Blonde on Blonde’s acronym is literally BOB. What do you WANT from me.

Seriously, though, I was drawn back to its predecessor like a fly to…to…vinegar. Because that’s what it is, acidic and acerbic and ready to take no prisoners. I don’t know if I consciously knew this about myself until relatively recently, but I love a mean song. Not a violent one necessarily (unless it’s by a woman—flip that table, girl), just one that reads you, that says you can drop the act I see right through you or hey guess what guys this thing isn’t as great as you all think. And H61R is full of those attitudes. Pretty impressive, as there’s only nine songs.

Then I also had one foot outside the Dylansphere. And once I noticed the debt that the one owes the other I couldn’t un-notice it. So here it is: “Semi-Charmed Life” by Third Eye Blind is the “Like a Rolling Stone” of our generation.

(Whose generation, Cecilia? The song came out in your infancy. Well, tell that to the group of baby millennials/elder Gen Z singing along word for word when one of us chose it at karaoke a few years ago. Leave me aloneeeeeee.)

I don’t mean that the late-‘90s gem has had the same impact or carries the same cultural weight or whatever. I mean that the wholes may have turned out very differently but the sums of their parts share surprising commonalities.

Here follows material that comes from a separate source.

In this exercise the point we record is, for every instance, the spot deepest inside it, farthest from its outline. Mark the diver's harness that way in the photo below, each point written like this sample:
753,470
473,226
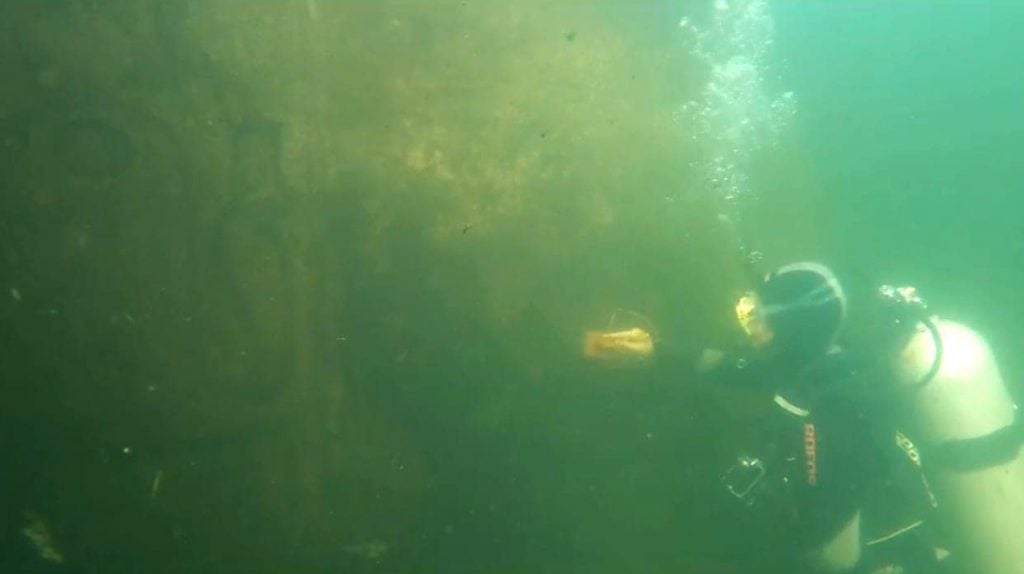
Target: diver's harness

Their highly disparate texts explore a uniting theme, specifically that of an idle, privileged girl who gets into trouble because of (or to escape from) her sheer aimlessness. Stephan Jenkins, for all intents and purposes the personification of the entity that is Third Eye Blind, renders this girl a recurring character throughout their debut album—another single, “Losing a Whole Year,” which happens to be the opening track, states:

Rich daddy left you with a parachute

Your voice sounds like money and your face is cute

But your daddy left you with no love

You touch everything with a velvet glove

And now you wanna try a life of sin…

Always copping my truths

I kinda get the feeling like I’m being used

By track 3, “Semi-Charmed Life,” the girl bonds with the narrator almost solely through their use of crystal meth. Ironically, Jenkins’ major inspiration was Lou Reed, the song an alleged response to “Walk on the Wild Side” (the “do-do-do’s” are the most explicit reference). In discussing the song he has said that he intended it as a cautionary tale. That mood doesn’t exactly translate when you listen. Herein lies the biggest difference from “Like a Rolling Stone”: the narrator is in this situation with the girl instead of criticizing her from afar; and while he recognizes the danger of their addiction (“and when the plane came in she said she was crashing…we tripped on the urge to feel alive / but now I’m struggling to survive”) he is either unable or unwilling to try to get out of it, and it falls to her to take action:

She said, “I want something else

To get me through this semi-charmed kind of life…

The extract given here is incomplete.